You can find this patch here: 
https://github.com/haikuports/haikuports/blob/master/net-libs/gloox/patches/gloox-1.0.24.patchset#L102
02/13/2022 05:26:40 PM pulkomandy (at) gmail (dot) com Comment #1
State ⇒ Unconfirmed
Priority ⇒ 1. Low
Type ⇒ Enhancement
Summary ⇒ Cannot properly parse xhtml-im using gloox
Queue ⇒ gloox
Reply to this comment
I am trying to parse XHTML-IM using Gloox.

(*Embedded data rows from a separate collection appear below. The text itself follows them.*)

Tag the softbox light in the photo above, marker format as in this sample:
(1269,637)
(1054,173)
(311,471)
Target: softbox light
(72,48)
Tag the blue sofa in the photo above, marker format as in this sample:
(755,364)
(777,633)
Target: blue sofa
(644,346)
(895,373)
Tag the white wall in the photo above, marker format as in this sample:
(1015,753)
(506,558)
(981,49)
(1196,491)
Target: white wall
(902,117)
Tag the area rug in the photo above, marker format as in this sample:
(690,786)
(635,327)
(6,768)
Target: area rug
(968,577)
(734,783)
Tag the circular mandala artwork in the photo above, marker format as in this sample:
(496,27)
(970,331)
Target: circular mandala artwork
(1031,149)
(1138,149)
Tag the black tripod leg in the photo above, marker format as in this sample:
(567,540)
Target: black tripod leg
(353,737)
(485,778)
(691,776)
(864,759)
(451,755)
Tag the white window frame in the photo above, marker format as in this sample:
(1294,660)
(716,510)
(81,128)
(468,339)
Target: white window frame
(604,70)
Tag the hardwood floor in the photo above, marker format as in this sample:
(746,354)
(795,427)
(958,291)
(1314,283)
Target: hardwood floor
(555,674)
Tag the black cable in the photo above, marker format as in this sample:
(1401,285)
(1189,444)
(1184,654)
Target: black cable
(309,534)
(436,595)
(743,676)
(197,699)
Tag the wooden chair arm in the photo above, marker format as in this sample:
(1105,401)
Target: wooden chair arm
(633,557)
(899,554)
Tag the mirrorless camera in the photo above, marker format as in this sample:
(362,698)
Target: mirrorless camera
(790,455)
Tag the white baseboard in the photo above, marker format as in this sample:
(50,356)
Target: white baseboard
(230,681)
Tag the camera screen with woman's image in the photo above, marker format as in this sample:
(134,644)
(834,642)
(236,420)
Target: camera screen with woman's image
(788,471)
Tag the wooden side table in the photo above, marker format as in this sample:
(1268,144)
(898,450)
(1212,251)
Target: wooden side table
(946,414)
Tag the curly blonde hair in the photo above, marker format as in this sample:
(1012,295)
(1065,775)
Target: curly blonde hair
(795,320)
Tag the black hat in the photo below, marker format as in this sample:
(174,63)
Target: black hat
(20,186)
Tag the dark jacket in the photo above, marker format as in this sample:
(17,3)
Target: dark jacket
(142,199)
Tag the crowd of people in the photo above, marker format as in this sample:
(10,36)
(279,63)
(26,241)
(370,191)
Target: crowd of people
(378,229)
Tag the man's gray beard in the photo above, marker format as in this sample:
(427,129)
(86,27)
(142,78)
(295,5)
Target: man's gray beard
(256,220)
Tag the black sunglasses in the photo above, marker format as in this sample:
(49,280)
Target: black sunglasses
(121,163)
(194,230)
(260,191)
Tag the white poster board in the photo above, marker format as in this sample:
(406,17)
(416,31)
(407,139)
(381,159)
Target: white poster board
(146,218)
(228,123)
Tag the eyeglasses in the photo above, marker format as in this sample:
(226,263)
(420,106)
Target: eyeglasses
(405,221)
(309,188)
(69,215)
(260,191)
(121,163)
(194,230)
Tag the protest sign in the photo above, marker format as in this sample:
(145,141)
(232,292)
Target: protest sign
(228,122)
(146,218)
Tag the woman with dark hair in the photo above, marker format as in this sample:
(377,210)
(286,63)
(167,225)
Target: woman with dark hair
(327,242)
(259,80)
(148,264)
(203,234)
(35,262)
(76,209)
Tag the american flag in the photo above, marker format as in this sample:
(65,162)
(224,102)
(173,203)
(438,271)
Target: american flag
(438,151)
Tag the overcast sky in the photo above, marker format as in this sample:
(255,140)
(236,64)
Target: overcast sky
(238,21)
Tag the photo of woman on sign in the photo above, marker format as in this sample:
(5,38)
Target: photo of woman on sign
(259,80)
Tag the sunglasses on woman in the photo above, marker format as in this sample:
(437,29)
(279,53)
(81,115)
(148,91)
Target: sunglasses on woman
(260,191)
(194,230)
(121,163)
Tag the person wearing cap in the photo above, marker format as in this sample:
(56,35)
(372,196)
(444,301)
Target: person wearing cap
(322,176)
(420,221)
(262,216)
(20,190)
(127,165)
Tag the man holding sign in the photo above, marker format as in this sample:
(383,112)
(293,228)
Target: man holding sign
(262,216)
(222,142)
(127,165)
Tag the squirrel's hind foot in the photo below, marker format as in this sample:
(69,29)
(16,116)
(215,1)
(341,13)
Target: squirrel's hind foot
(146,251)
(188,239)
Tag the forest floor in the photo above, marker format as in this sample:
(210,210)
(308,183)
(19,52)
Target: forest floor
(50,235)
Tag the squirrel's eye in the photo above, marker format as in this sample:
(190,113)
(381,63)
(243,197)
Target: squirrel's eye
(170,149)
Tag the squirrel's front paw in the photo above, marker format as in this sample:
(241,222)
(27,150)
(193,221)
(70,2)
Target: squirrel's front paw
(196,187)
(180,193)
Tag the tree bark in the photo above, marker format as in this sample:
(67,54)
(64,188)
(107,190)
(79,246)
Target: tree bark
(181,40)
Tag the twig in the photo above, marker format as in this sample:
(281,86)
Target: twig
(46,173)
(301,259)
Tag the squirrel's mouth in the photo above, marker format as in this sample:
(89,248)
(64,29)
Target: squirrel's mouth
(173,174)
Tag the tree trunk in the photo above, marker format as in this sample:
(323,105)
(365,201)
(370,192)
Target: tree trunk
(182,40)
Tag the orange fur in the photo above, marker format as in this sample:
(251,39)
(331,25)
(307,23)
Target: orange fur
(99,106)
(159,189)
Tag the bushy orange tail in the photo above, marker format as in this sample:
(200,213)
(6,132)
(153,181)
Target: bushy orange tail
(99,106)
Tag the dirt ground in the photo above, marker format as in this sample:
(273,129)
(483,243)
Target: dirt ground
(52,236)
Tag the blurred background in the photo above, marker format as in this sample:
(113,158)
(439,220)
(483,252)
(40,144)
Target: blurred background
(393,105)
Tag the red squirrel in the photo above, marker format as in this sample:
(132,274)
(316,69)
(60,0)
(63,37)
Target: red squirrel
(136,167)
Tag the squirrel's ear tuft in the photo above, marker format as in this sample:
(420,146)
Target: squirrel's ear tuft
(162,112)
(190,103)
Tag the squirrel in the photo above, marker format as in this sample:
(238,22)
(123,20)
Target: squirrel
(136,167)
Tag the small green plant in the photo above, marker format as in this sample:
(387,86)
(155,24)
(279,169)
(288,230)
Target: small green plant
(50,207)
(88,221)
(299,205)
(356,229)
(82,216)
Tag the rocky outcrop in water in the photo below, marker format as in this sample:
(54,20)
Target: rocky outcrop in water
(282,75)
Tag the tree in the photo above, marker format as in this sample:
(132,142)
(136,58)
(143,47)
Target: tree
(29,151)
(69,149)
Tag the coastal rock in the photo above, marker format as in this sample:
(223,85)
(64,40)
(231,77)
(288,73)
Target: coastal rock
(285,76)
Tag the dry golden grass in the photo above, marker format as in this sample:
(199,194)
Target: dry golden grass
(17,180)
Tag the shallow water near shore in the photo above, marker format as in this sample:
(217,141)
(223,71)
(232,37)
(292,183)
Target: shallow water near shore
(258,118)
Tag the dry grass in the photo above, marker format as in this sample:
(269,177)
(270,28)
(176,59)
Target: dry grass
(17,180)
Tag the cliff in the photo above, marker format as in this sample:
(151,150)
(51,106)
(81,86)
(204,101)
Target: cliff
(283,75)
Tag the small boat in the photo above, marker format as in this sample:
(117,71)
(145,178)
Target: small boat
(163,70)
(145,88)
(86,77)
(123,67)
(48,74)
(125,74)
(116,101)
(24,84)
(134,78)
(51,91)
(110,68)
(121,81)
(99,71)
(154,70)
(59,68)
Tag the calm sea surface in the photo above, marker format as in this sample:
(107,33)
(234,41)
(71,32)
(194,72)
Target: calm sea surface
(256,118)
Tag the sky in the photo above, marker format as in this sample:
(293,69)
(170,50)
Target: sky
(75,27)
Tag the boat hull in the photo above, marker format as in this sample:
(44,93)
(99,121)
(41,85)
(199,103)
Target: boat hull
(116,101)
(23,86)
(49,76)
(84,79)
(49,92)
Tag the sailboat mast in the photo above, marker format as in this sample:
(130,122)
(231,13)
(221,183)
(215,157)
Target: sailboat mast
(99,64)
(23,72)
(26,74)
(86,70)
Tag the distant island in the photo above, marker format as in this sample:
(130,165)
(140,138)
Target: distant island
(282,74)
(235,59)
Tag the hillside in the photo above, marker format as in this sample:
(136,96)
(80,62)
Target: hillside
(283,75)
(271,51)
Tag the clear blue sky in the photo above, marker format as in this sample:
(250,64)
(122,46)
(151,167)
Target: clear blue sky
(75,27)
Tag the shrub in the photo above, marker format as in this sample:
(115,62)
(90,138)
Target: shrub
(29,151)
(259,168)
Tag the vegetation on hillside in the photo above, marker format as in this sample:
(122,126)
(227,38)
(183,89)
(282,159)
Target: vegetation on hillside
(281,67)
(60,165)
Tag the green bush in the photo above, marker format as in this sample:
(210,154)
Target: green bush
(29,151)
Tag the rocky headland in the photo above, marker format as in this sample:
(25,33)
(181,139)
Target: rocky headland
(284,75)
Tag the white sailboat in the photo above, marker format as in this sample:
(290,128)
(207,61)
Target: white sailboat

I have a message that looks like this:

<html xmlns='http://jabber.org/protocol/xhtml-im'><body 
xmlns='http://www.w3.org/1999/xhtml'>[<span 
style='color:blue;'>HaikuArchives/Renga</span>] <span 
style='color:brown;'>pulkomandy</span> pushed <span 
style='color:green;'>1</span> commit to <span 
style='color:green;'>master</span> [+0/-0/±1] <span 
style='color:lightmagenta;'>https://github.com/HaikuArchives/Renga/compare/8d709ab45869...98879d2afdec</span></body></html>

gloox Tag representation for this is a Tag with a cdata string 
containging " "[]  pushed  commit to  [+0/-0/±1]", and 5 children for 
the first level spans.

There is no info allowing to know where the spans should be inserted 
in the cdata string. So I don't know how to rebuild the correct 
message from this. It looks like the Tag class may store the cdata as 
separate strings for each piece, but even that may not be enough, as I 
don't know if I have to start the message with a cdata or a span.

Do I need to use a separate XML parser for the XHTML handling? This is 
a bit unfortunate.